Mike Haney (01:07:44):
That explains a lot.
Rob Lustig (01:07:45):
0.5% of your and my brain is now plastic. It’s got to be doing something. Is it the cause of Alzheimer’s? Is it the cause of mental health disorders? We don’t know yet. Could be. Point is that has nothing to do with calories except that a lot of the calories were in the plastic before they got consumed. The biggest plastic polluters are Coke and Pepsi. Is that a surprise?
(01:08:17):
Point is these environmental obesogens, what they do is they are molecular mimics. They basically tell the fat cell to either divide or grow or inhibit burning in such a way as to generate excess fat tissue irrespective of calories.
(01:08:39):
We can’t get rid of them. They’re forever chemicals. I just heard a report this morning that said that if we initiated a superfund cleanup of all the toxic chemicals in the world, it would be greater than the GDP of the entire world. We can’t do it. Can’t be done. Even if we had the wherewithal to do it, we couldn’t do it. We’re stuck with these.
(01:09:09):
Now the question is how much of a role do these environmental chemicals play.

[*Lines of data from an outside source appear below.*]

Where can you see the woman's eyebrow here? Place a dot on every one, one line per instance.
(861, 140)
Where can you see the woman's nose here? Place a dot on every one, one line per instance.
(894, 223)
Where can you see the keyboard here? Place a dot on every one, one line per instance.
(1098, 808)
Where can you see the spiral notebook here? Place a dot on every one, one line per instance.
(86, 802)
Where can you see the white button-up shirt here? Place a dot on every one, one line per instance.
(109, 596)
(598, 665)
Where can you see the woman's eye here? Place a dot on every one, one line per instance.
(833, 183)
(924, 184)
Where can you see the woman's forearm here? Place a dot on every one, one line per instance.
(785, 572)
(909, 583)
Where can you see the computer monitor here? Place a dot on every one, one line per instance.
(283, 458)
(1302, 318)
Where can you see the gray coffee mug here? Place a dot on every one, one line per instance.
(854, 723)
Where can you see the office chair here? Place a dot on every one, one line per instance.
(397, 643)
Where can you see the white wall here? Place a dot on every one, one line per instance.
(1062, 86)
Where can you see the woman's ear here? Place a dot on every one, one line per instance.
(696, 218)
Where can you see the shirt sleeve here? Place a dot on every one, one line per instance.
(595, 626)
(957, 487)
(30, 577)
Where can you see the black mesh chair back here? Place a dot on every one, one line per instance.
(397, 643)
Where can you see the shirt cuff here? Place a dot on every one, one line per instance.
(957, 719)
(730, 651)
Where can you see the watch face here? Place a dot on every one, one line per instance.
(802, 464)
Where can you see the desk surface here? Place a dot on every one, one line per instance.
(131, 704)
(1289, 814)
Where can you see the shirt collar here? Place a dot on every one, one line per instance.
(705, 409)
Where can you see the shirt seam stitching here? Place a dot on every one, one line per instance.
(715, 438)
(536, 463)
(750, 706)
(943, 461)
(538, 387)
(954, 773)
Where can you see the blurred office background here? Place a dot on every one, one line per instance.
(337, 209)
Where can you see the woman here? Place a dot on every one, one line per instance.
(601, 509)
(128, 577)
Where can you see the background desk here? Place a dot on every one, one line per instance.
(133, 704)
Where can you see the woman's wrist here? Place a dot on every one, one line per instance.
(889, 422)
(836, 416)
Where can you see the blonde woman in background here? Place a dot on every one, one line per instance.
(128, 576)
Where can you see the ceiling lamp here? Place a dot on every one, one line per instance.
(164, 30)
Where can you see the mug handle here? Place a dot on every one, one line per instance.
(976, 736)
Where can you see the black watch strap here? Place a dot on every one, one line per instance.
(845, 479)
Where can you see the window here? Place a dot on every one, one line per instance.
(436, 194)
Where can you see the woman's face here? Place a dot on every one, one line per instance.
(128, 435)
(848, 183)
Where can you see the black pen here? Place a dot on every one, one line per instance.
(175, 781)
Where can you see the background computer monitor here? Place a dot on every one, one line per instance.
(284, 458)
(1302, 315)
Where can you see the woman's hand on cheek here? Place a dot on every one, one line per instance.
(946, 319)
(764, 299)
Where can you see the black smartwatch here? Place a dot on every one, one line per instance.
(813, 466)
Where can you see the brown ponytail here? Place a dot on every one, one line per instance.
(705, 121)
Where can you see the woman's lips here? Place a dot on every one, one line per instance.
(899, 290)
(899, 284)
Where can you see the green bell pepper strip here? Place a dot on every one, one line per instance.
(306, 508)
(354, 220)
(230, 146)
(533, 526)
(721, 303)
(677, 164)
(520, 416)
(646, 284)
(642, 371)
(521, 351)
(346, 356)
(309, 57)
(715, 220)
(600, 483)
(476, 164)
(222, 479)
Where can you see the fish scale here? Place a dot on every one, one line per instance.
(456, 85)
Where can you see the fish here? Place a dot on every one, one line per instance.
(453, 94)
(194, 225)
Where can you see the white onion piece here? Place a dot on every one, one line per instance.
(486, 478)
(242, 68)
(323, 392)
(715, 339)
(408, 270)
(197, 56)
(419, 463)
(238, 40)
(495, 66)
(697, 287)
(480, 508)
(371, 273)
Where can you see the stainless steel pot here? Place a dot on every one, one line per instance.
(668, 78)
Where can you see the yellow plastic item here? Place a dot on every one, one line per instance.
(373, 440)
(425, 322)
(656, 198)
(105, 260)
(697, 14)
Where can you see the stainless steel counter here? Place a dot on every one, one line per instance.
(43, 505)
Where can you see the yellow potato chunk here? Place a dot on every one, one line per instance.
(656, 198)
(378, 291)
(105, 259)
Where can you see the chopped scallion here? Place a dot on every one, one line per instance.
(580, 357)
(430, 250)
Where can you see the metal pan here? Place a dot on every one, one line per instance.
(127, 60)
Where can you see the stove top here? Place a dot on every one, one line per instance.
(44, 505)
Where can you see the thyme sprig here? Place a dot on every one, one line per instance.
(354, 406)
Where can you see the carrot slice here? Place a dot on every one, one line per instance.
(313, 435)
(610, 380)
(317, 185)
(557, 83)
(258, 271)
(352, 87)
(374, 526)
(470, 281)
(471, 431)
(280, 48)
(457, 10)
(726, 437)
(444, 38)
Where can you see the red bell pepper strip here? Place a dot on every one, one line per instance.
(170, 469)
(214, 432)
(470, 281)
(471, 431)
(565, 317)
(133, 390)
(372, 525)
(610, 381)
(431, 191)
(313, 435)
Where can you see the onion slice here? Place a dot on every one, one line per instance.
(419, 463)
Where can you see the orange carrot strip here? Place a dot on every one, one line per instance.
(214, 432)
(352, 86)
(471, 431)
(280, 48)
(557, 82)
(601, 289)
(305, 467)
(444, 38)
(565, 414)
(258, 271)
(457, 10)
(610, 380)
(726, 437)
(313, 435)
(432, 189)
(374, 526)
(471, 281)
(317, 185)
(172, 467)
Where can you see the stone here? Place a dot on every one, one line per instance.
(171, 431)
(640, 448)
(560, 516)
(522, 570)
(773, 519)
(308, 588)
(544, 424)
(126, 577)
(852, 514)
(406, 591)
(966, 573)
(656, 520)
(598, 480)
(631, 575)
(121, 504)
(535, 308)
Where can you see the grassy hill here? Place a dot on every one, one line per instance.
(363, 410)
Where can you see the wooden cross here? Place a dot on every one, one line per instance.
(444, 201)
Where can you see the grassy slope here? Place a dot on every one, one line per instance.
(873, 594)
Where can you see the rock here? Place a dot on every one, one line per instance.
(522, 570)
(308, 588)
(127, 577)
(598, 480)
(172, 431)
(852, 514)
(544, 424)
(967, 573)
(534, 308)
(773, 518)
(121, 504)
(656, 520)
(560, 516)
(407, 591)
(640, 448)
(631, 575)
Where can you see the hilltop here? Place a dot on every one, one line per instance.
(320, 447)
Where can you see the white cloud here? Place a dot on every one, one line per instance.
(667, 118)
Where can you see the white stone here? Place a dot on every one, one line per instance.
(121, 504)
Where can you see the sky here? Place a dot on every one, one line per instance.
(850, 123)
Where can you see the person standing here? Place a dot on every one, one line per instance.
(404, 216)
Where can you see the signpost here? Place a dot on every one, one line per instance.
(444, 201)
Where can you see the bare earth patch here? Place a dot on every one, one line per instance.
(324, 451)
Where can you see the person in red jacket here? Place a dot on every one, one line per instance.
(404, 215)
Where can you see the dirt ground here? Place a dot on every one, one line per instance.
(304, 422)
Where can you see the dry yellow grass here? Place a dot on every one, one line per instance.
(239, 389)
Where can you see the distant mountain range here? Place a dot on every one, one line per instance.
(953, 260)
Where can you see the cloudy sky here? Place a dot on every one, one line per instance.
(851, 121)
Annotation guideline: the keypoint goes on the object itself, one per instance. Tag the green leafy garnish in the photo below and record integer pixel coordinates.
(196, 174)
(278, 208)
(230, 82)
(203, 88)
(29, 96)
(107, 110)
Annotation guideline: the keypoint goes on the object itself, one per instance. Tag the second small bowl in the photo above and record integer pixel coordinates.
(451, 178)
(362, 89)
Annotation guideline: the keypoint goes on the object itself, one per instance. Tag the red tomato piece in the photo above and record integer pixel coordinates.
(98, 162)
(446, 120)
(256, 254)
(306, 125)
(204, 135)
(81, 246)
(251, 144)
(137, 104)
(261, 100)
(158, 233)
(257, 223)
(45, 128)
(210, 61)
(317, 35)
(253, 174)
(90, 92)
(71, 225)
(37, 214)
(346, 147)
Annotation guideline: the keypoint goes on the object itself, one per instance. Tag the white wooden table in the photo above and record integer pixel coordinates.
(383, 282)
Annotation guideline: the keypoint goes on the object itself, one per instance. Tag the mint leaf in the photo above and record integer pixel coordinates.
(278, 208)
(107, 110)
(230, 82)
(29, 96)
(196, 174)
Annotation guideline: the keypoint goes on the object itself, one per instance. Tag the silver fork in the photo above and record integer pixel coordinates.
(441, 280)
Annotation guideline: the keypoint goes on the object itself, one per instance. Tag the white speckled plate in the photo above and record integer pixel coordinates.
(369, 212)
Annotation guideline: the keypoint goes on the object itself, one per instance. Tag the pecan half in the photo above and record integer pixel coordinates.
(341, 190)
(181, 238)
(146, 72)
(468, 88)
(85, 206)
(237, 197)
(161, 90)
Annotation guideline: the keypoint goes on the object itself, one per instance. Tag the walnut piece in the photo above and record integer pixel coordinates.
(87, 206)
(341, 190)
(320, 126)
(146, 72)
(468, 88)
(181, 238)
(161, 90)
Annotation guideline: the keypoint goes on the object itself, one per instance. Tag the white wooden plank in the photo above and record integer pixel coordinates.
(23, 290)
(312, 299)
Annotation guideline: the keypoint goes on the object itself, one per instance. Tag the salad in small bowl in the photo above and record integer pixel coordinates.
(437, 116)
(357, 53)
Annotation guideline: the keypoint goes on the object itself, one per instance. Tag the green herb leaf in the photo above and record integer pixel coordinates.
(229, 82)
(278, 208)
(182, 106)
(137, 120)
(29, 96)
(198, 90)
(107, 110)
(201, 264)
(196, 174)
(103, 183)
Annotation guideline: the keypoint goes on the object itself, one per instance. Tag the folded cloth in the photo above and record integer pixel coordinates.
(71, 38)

Back-of-hand envelope calculation, I would say probably about 20%. That means 80% of it’s the food. Oh, by the way, and the air pollution. The air pollution, particulate matter 2.5 millimeters or smaller is pro- inflammatory. Pro-inflammatory means insulin resistance also. So that’s going to generate high insulin levels. That’s going to generate weight gain.
(01:09:39):
A lot of these things had nothing to do with food, right? The microplastics didn’t have anything to do with food. The BPA, et cetera. The air pollution didn’t have anything to do with food or exercise. If you’ve got newborns with obesity, how can it be about food? Well, it could be about mother’s food, but then how are you going to fix that? Well, you have to fix the whole food supply.
(01:10:06):
So this is extraordinarily complex. People want to make it easy because it hurts your brain to think about all the different components that go into it. Yeah, it hurts my brain too. But the fact of the matter is this is a very difficult systems biology problem having to do with mitochondrial dysfunction and ATP generation, and anything that inhibits that …
(01:10:36):
I forgot one more thing. Ionizing radiation. Ionizing radiation causes mitochondrial dysfunction too. We know that from the International Space Station, because if you look at the metabolome of the urine of the astronauts, it shows very clearly that mitochondrial metabolites are basically going in the wrong direction because you’re up in space and you basically have more ionizing radiation. Well, we have more ionizing radiation on the ground too.
(01:11:06):
So how are we going to fix that? Well, let’s fix what we can fix. That’s the way I look at it. If 80% of it is the food, and if fructose is the most egregious denizen of the deep here in terms of causing the problems, and it’s the one that the food industry specifically added to the food for its purposes, not for yours, why don’t we start with that? Because that we could do something about.
(01:11:39):
We’re not going to be able to get the BPA out of the environment. We’re not going to be able to get the PFAS out of the environment. We’re not going to be able to pull up all the vinyl flooring in the world. We’re not going to be able to do a lot of the things that are necessary to rid ourselves of these environmental chemicals. But the one environmental chemical that we could do something about today is fructose.
Mike Haney (01:12:01):
I think this question will tie a lot of this together.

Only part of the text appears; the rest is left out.